Cependant, elle ne produit aucune pièce démontrant la réalité de l’avance alléguée.
Son préjudice justifié se limite donc au paiement sans contrepartie des cotisations de mutuelles et à l’impossibilité de pouvoir bénéficier des services de la médecine du travail à l’issue de son arrêt de travail pour maladie qui a expiré le 15 janvier 2019.
La cour dispose des éléments d’appréciation suffisants pour estimer ce préjudice à la somme de 2.500 € qui sera fixée au passif de la liquidation judiciaire.
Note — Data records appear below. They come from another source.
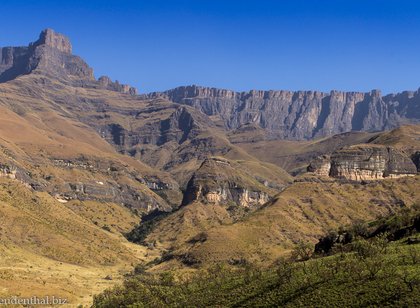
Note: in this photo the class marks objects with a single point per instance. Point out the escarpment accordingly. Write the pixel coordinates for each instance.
(364, 162)
(301, 114)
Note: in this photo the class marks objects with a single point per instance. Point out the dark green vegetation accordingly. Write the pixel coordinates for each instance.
(376, 268)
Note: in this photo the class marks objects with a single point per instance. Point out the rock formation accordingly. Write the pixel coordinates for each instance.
(302, 114)
(217, 182)
(364, 162)
(51, 55)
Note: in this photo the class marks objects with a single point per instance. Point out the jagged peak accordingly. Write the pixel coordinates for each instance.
(55, 40)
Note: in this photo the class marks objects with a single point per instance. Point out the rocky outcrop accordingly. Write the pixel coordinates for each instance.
(51, 55)
(129, 194)
(416, 160)
(217, 182)
(106, 83)
(363, 163)
(301, 114)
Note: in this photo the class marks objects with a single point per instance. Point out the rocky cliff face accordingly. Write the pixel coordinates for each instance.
(301, 114)
(364, 162)
(52, 55)
(217, 182)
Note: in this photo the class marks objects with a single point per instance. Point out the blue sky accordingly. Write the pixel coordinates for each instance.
(355, 45)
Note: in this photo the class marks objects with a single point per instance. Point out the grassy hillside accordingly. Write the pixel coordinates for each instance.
(373, 272)
(51, 248)
(305, 211)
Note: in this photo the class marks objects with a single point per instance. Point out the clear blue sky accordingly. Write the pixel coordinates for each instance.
(311, 45)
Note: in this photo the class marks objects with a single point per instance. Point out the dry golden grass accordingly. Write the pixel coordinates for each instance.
(304, 211)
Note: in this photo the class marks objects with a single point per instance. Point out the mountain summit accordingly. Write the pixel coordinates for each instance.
(51, 55)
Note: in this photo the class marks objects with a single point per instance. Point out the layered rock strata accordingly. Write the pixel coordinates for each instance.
(301, 114)
(363, 163)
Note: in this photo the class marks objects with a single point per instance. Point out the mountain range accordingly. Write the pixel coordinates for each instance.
(95, 178)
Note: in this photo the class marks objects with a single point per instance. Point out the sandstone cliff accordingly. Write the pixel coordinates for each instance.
(302, 114)
(219, 181)
(364, 162)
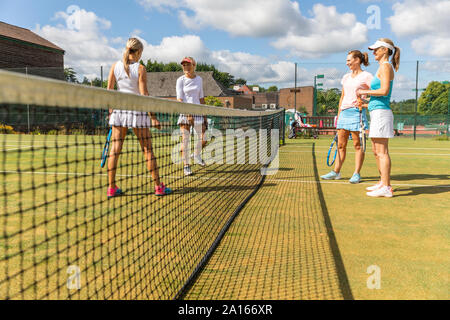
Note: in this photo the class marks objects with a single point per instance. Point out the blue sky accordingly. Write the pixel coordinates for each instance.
(255, 39)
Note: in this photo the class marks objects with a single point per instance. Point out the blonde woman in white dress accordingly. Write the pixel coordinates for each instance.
(131, 77)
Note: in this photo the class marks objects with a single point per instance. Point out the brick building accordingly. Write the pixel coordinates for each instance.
(24, 51)
(163, 85)
(304, 98)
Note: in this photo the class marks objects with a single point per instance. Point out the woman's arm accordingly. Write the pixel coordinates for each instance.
(340, 102)
(143, 90)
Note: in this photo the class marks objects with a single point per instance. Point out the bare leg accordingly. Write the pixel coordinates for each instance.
(117, 138)
(145, 140)
(342, 149)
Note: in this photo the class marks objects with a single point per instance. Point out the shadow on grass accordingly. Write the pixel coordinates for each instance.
(340, 268)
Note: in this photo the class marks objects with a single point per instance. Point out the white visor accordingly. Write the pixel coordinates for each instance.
(379, 44)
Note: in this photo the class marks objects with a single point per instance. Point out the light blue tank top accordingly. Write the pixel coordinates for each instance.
(383, 102)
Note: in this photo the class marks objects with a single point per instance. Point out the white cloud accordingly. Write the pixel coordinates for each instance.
(326, 32)
(426, 22)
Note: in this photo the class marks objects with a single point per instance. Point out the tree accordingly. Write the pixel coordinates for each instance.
(434, 99)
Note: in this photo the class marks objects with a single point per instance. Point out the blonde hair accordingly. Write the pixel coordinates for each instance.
(133, 46)
(363, 57)
(395, 60)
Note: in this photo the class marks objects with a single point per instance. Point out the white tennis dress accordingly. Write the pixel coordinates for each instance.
(190, 91)
(128, 118)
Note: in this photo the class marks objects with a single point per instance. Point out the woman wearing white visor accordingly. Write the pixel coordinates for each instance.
(190, 90)
(381, 116)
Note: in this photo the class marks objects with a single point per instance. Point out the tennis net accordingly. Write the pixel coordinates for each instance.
(61, 237)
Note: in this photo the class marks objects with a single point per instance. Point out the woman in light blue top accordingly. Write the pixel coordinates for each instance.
(381, 116)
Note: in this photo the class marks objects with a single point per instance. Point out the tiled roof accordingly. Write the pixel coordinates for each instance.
(22, 34)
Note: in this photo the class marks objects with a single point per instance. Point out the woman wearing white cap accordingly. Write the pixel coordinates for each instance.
(381, 116)
(190, 90)
(131, 77)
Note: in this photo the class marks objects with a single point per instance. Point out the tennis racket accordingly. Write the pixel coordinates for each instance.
(106, 148)
(362, 131)
(332, 152)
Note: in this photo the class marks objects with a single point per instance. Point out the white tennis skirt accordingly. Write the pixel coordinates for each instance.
(381, 123)
(183, 119)
(129, 119)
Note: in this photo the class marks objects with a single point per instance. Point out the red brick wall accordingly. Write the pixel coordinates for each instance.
(237, 102)
(38, 61)
(305, 98)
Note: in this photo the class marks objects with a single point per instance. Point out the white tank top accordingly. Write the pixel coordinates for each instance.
(124, 83)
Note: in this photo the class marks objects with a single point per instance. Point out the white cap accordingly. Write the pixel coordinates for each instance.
(379, 44)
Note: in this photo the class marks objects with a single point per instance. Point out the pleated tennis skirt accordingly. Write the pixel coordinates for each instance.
(349, 119)
(129, 119)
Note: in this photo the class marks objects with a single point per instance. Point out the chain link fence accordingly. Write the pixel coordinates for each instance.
(420, 98)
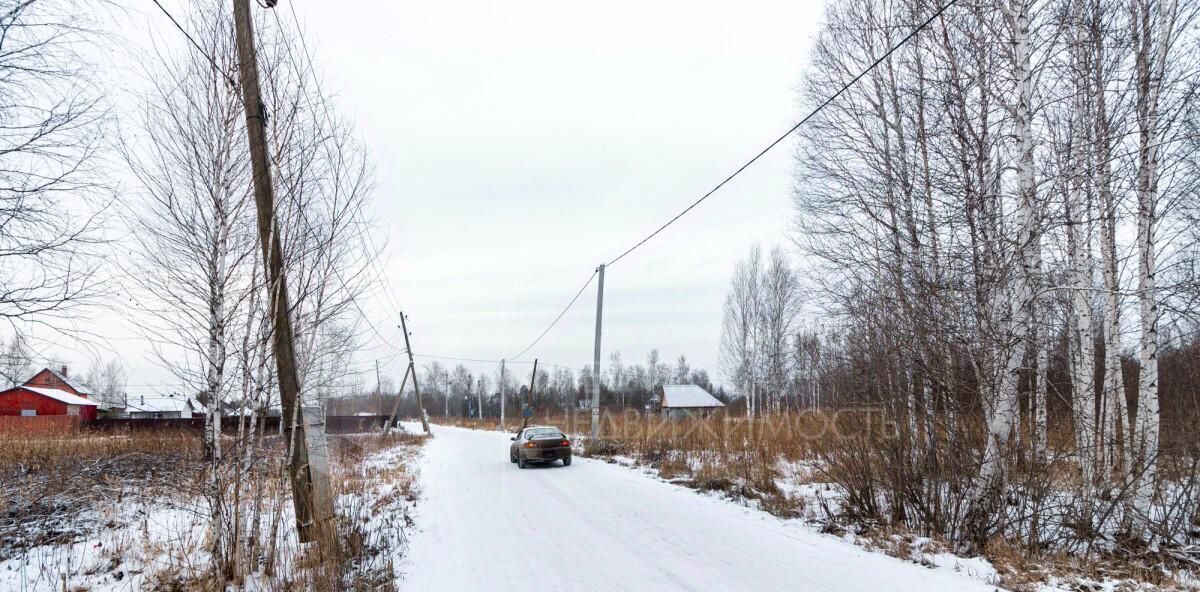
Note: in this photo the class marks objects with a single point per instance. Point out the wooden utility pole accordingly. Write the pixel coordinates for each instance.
(395, 405)
(595, 365)
(311, 491)
(533, 381)
(412, 369)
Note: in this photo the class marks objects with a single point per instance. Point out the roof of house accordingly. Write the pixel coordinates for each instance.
(61, 395)
(156, 404)
(688, 395)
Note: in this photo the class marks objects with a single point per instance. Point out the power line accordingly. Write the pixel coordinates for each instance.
(304, 215)
(748, 163)
(552, 323)
(197, 46)
(789, 132)
(364, 237)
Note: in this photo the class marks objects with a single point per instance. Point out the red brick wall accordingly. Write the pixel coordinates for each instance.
(45, 424)
(12, 401)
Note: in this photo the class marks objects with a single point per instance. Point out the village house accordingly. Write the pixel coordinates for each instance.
(682, 401)
(161, 407)
(49, 393)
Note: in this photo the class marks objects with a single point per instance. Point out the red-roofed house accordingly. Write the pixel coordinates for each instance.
(48, 393)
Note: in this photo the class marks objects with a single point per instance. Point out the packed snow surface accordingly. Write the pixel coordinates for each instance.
(484, 524)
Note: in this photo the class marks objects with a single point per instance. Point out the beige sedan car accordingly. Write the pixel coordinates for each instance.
(540, 443)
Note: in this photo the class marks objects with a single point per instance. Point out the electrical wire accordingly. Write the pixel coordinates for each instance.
(552, 323)
(789, 132)
(197, 46)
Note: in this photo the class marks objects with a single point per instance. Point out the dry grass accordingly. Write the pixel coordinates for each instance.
(891, 492)
(118, 488)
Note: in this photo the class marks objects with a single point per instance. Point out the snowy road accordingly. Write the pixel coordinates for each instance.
(484, 524)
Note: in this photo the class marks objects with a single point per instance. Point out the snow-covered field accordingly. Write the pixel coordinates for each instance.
(160, 542)
(484, 524)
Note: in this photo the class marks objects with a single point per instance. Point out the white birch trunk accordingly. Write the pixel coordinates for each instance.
(1150, 70)
(1003, 414)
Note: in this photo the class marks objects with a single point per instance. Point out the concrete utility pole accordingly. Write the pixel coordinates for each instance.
(504, 428)
(412, 369)
(311, 491)
(595, 360)
(378, 389)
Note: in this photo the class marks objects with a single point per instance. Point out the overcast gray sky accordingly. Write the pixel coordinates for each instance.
(519, 144)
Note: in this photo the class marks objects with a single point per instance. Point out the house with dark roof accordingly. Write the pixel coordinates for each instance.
(679, 401)
(172, 406)
(48, 393)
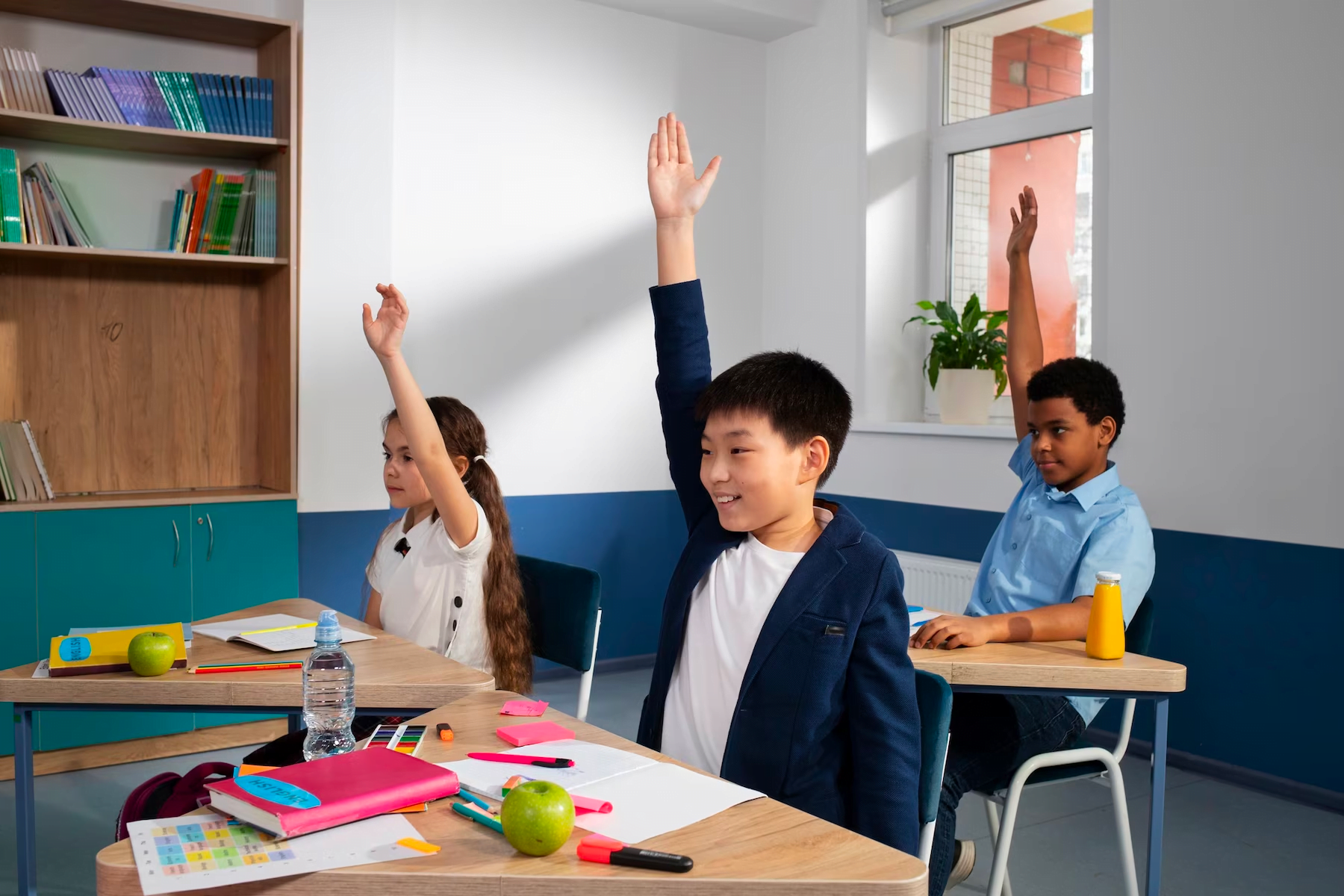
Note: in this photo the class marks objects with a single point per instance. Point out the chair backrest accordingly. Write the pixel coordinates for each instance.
(562, 603)
(1140, 632)
(934, 697)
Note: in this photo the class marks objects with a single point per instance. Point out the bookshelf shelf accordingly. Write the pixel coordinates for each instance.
(147, 499)
(144, 257)
(31, 125)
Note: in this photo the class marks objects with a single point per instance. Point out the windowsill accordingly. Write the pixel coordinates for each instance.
(940, 429)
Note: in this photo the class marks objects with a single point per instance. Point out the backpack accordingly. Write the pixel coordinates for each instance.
(169, 794)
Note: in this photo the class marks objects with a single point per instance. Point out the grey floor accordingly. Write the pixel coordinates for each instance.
(1221, 839)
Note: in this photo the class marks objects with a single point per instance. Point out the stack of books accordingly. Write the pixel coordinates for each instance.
(226, 215)
(174, 100)
(23, 476)
(20, 82)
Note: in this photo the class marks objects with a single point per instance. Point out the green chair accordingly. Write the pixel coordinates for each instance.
(933, 694)
(1085, 761)
(564, 608)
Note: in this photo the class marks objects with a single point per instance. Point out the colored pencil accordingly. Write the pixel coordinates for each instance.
(243, 667)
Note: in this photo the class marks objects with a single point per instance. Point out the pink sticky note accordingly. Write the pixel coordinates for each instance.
(586, 805)
(534, 732)
(524, 709)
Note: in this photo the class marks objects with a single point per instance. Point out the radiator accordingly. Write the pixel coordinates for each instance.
(937, 583)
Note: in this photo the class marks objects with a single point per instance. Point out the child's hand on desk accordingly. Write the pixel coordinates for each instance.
(953, 632)
(385, 332)
(673, 188)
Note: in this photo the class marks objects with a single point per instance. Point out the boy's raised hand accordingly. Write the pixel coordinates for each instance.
(673, 188)
(385, 332)
(1023, 227)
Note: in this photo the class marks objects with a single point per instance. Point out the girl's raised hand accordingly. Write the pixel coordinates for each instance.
(673, 188)
(385, 332)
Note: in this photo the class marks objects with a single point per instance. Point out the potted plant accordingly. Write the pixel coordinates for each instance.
(965, 361)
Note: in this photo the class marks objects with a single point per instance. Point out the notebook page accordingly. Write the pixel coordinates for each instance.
(591, 763)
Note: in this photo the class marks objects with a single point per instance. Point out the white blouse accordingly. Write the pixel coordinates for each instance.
(435, 594)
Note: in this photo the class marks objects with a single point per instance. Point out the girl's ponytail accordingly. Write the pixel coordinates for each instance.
(505, 608)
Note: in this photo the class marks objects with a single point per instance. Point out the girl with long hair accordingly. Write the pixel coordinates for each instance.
(444, 576)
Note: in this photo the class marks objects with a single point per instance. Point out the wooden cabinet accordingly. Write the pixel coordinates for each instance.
(113, 567)
(241, 555)
(19, 598)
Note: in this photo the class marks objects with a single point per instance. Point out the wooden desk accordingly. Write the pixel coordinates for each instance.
(761, 847)
(1062, 668)
(1061, 665)
(393, 677)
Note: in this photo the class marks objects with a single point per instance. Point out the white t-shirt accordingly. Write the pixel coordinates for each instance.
(435, 595)
(727, 609)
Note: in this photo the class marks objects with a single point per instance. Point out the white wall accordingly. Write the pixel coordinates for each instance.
(1219, 293)
(495, 171)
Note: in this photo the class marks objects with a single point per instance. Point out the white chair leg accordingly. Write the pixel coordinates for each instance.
(1003, 842)
(586, 680)
(1127, 845)
(992, 815)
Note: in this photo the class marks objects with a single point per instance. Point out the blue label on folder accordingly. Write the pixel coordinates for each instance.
(277, 791)
(74, 649)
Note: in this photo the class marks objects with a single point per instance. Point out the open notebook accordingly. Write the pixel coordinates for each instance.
(277, 632)
(648, 797)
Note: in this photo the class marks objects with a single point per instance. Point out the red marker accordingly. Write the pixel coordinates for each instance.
(613, 852)
(544, 762)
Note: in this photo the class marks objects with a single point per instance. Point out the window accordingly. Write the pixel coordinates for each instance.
(1014, 108)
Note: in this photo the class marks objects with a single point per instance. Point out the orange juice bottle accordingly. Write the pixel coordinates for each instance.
(1107, 623)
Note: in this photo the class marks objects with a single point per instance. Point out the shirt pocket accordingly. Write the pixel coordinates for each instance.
(1048, 558)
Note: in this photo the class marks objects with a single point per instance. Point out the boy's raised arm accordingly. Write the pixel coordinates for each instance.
(680, 332)
(1026, 354)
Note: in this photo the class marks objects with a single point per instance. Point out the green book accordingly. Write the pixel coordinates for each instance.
(190, 100)
(166, 87)
(11, 206)
(222, 238)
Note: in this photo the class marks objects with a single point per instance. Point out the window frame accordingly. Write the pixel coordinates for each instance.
(1034, 122)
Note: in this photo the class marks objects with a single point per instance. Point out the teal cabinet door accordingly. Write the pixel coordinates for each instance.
(242, 554)
(19, 590)
(113, 567)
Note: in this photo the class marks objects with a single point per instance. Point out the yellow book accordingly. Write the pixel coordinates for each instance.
(85, 655)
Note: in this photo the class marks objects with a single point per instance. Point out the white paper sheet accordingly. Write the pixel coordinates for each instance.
(658, 800)
(591, 763)
(217, 850)
(273, 641)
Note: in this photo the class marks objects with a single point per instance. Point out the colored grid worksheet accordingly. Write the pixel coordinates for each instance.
(196, 852)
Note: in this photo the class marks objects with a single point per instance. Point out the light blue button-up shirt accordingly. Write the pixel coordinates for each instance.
(1051, 544)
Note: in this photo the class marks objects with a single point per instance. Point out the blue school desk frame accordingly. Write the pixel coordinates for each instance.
(26, 810)
(1157, 773)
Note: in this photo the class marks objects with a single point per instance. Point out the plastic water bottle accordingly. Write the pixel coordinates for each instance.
(329, 694)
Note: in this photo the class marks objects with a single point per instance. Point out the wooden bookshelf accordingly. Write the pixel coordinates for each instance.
(151, 376)
(101, 134)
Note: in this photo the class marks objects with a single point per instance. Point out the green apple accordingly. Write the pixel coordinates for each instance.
(538, 817)
(152, 653)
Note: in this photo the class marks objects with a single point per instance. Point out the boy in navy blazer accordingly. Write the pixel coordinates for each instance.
(783, 655)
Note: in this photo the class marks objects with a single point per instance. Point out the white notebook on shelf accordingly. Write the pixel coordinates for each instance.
(277, 632)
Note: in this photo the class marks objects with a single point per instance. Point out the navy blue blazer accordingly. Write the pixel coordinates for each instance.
(827, 719)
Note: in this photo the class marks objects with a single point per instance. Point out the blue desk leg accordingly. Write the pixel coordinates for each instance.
(26, 815)
(1159, 802)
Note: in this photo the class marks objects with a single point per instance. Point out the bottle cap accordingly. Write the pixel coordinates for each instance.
(329, 628)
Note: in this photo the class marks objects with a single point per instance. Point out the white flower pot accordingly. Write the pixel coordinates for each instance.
(964, 396)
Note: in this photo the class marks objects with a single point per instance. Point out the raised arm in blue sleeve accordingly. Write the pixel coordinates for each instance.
(683, 346)
(885, 722)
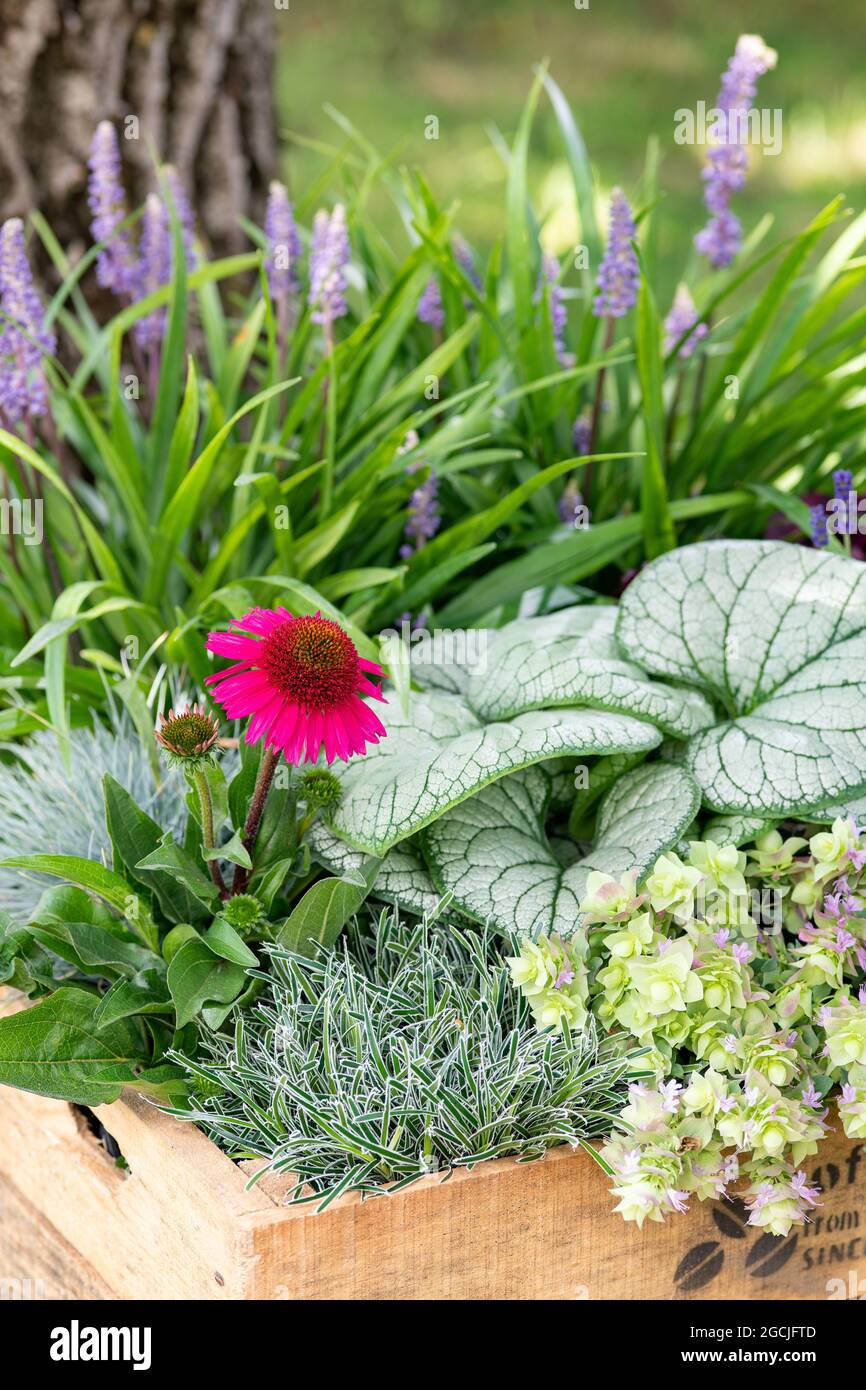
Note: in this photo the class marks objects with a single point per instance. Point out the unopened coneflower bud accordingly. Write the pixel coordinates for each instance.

Le jugement sera infirmé sur le quantum.
Sur la demande d’injonction :
La rupture du contrat étant consommée depuis le 28 janvier 2020, la demande de [D] [W] visant à enjoindre à l’employeur de justifier d’une affiliation à la médecine du travail sous astreinte est sans objet.
Elle sera par conséquent déboutée de cette prétention et le jugement sera infirmé sur ce point.
Sur les autres demandes :
Les dépens de première instance et d’appel ainsi que la somme de 1.500 € allouée à [D] [W] sur le fondement de l’article 700 du code de procédure civile pour ses frais exposés en première instance et en cause d’appel seront fixés au passif de la liquidation judiciaire de la société Checkpoint Expertises.
PAR CES MOTIFS :
La cour, statuant publiquement ;
Rejette la demande d’irrecevabilité et de caducité de l’appel soulevée par [D] [W] ;
Rejette la fin de non-recevoir tirée de l’autorité de la chose jugée soulevée par l’AGS CGEA de [Localité 4] ;
Au fond, infirme le jugement entrepris sauf en ce qu’il a dit que l’employeur a manqué à son obligation d’exécution loyale du contrat ;
Statuant à nouveau ;
Fixe les créances de [D] [W] au passif de la liquidation judiciaire de la Sarl Groupe Checkpoint Expertises aux sommes suivantes :
> 2.500 € à titre de dommages-intérêts pour exécution déloyale du contrat,
> 1.500 € au titre des frais irrépétibles engagés par [D] [W] en première instance et en cause d’appel,
> les entiers dépens de première instance et d’appel,
Rappelle que le jugement ayant prononcé l’ouverture de la procédure collective a arrêté le cours des intérêts légaux et conventionnels en vertu de l’article L.622-28 du code de commerce ;
Déboute [D] [W] du surplus de ses prétentions ;
Dit la présente décision opposable à l’AGS CGEA de [Localité 4] en application des articles L.3253-6 et suivants du code du travail, sa garantie étant plafonnée dans les conditions de l’article D.3253-5 du code du travail.